Y es que una “democracia sustancial”, como la llama el jurista italiano Luigi Ferrajoli, pasa por las garantías normativas pero también institucionales que hagan realidad la participación ciudadana constante, donde los derechos humanos, el principio de legalidad y la independencia de las instituciones hayan logrado calar en la conciencia colectiva, y donde sus ciudadanos hayan sido capaces de crear una cierta tradición republicana, que va mucho más allá de la regularidad electoral a la que estábamos acostumbrados como único símbolo de la democracia participativa en el país.

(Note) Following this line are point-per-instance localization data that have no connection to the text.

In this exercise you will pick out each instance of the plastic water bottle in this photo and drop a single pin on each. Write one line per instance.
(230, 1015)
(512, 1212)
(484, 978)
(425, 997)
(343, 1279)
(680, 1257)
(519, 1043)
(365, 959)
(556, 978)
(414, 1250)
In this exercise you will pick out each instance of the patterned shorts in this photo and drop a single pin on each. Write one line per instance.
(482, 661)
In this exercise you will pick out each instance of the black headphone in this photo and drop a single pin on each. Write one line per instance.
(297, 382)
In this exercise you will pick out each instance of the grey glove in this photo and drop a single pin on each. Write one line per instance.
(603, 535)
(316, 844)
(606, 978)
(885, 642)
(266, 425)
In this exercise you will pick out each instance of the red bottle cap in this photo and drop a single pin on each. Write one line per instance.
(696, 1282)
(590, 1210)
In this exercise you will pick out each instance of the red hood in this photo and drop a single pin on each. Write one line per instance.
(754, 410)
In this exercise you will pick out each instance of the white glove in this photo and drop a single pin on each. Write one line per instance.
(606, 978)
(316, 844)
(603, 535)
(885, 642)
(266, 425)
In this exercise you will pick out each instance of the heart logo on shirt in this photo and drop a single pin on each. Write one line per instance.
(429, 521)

Por eso es que Bukele, en complicidad con los altos mandos de la Fuerza Armada y con las máximas jefaturas policiales y la mayoría de miembros de su gabinete de gobierno, dieron el 9F un salto al vacío, protagonizaron un verdadero acto circense que reta a la razón y a las buenas costumbres institucionales que aspiraban a construir democracia, y lo hicieron amenazando con arrastrarlo todo a un precipicio del que precisamente salimos después de los Acuerdos de Paz, cuando las diferencias de pensamiento y las disidencias dejaron de ser un objetivo militar, o una amenaza a la seguridad nacional, tal como se les quiere volver a considerar ahora.
Este penoso capítulo de la historia nacional debería ser visto como una oportunidad para nuevas formas de organización más diversas y paralelas, donde los liderazgos sean colectivos, de manera que faciliten a la sociedad salvadoreña el reto de asumir las responsabilidades que ha visto dejando de lado las últimas décadas: participar, preguntar, expresar, opinar y construir una sociedad más vibrante y activa, en donde los caudillismos y los militarismos no sean viables o ni siquiera posibles. En suma, el país tiene que construirse su propia tradición democrática, para que cuando esta se vea amenazada, entonces sí, los ciudadanos tengamos algo que defender y a alguien a quien responsabilizar ante instituciones efectivas e imparciales que hagan su parte.
La democracia aún no existe, y esta no se encuentra ni en los partidos políticos ni en el mancillado recinto parlamentario, y mucho menos en la Casa Presidencial. Está en la conciencia de todos los buenos ciudadanos de este país, que ya no tenemos a dónde ir, pero sí mucho que resguardar, aquí mismo, en esta tierra que nos sustenta, junto a la familia que amamos.
*Roberto Burgos Viale es abogado y catedrático salvadoreño.